Cuando no estás...
Cuando no estás, ya sabes, siempre es una ardua tarea la de rellenar el tiempo. Y la de no saltarme las comidas. Y la de seguir socializando en vez de hacerme una bolita bajo el edredón.
Cuando no estás, ya lo sabes, ya lo sabéis también vosotros, me hago (un poco más) chiquita, y arrastro un poco los pasos, las sonrisas, y aunque intento mantenerme a flote entre libros, y aunque intento responder a la gente que sigo teniendo cerca y que me cuida, y aunque intento cuidarme yo también, hay noches que me pillan desprevenida, o fines de semana que me arrastran, o semanas enteras que me aplastan bajo su peso.
Y no es que tú seas un súperheroe que lo aleje todo siempre; sabes que muchas veces, incluso cuando estás a mi lado, las lágrimas me pueden, o la cabeza se me rebela, o el trabajo se me hace una montanya por la que apenas puedo trepar. Pero cuando además estás lejos... mis piernas renquean y tropiezo con todo, incluso -sobre todo- conmigo misma: pies trabados y caída segura.

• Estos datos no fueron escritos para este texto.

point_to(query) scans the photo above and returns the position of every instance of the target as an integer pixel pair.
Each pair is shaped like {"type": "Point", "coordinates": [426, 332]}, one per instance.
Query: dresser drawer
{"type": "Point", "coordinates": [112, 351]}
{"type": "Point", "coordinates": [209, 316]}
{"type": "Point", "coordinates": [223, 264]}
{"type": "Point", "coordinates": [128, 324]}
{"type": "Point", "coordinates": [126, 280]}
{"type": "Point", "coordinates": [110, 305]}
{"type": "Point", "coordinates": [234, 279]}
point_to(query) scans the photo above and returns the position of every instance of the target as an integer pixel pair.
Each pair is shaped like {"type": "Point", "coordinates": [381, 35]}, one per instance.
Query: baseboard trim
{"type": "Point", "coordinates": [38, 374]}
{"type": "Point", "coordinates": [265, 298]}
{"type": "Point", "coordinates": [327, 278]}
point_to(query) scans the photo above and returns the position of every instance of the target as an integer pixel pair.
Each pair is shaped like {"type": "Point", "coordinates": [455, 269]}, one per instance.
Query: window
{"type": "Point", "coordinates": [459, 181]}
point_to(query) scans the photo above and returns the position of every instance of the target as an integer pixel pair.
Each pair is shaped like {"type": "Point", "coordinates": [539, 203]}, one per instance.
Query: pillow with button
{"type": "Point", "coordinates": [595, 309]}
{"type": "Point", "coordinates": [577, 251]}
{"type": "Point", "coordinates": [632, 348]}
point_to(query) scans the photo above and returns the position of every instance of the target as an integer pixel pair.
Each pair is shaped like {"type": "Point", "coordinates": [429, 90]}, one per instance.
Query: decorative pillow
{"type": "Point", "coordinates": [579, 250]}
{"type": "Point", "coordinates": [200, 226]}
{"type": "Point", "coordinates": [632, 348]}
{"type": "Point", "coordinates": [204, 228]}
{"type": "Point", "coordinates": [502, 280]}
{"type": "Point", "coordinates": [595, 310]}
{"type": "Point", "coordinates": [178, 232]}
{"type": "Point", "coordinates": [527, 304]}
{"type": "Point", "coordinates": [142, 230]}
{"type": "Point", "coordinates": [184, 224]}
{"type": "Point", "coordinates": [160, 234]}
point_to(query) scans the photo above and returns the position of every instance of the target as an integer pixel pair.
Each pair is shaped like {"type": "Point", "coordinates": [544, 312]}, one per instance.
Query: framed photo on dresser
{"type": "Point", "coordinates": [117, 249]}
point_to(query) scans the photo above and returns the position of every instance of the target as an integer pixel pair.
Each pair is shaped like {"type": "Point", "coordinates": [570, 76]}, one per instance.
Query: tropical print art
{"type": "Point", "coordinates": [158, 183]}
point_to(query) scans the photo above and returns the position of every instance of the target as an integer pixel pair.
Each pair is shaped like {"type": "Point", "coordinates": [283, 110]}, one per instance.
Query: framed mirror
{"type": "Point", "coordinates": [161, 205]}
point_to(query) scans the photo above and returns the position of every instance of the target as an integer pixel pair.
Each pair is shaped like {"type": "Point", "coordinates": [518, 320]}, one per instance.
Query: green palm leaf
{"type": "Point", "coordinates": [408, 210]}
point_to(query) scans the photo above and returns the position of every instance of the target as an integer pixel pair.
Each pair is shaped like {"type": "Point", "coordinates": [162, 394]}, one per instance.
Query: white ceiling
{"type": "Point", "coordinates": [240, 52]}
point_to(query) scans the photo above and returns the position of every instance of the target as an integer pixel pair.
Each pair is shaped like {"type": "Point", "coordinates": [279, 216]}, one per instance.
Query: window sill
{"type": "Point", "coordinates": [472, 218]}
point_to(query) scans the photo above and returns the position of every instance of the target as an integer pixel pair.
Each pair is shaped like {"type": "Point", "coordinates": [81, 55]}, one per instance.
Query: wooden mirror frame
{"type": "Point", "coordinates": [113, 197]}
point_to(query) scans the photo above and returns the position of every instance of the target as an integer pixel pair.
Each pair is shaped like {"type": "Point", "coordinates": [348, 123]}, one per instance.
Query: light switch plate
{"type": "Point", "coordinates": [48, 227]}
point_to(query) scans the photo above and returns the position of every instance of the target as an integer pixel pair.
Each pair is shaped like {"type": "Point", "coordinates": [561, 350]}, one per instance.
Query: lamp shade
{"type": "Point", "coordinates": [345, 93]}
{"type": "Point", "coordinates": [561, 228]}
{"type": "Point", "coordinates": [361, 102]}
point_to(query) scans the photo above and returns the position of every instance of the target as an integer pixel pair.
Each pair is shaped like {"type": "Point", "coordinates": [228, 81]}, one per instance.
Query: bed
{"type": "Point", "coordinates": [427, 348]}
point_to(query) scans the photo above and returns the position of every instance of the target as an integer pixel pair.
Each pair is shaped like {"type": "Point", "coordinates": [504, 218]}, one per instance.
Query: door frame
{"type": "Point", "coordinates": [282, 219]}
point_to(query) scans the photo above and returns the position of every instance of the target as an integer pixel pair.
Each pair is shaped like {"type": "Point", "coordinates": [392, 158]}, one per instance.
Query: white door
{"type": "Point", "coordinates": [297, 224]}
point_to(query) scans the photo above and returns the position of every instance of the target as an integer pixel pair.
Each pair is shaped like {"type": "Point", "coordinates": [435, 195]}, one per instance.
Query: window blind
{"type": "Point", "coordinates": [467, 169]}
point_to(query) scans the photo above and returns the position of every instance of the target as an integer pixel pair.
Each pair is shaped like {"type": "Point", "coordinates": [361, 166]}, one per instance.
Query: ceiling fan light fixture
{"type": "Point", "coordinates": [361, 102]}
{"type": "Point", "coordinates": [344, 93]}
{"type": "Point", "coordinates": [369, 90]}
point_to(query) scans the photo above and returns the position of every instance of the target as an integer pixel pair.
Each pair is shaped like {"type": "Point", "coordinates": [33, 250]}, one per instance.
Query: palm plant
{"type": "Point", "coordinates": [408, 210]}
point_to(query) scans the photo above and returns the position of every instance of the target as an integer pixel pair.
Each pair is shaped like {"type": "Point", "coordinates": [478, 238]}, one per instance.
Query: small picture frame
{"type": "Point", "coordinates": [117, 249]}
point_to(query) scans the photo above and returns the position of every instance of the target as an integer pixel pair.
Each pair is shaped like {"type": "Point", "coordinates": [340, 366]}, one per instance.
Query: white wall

Cuando no estás el mundo es un lugar más frío, más hostil, más lejano. Apenas hace una semana que estás fuera y ya estoy cansada de pelearme las manyanas.
Pero, como siempre, no hay más opción que intentar mantener la cabeza rebelde en su sitio y los pensamientos danyinos fuera de casa, aunque haya que echar el cerrojo y darle siete vueltas a la llave para que no se cuelen dentro. Porque aunque a veces, siempre demasiadas, no parezcamos tener más fuerzas, suele quedar un rinconcito dentro donde sorprendentemente quedan más. Las suficientes para avanzar otro paso.
Sólo tengo que buscar las fuerzas. Y sé que las guardé en algún sitio, por aquí o allá... tienen que estar en alguna parte. Dentro, seguramente.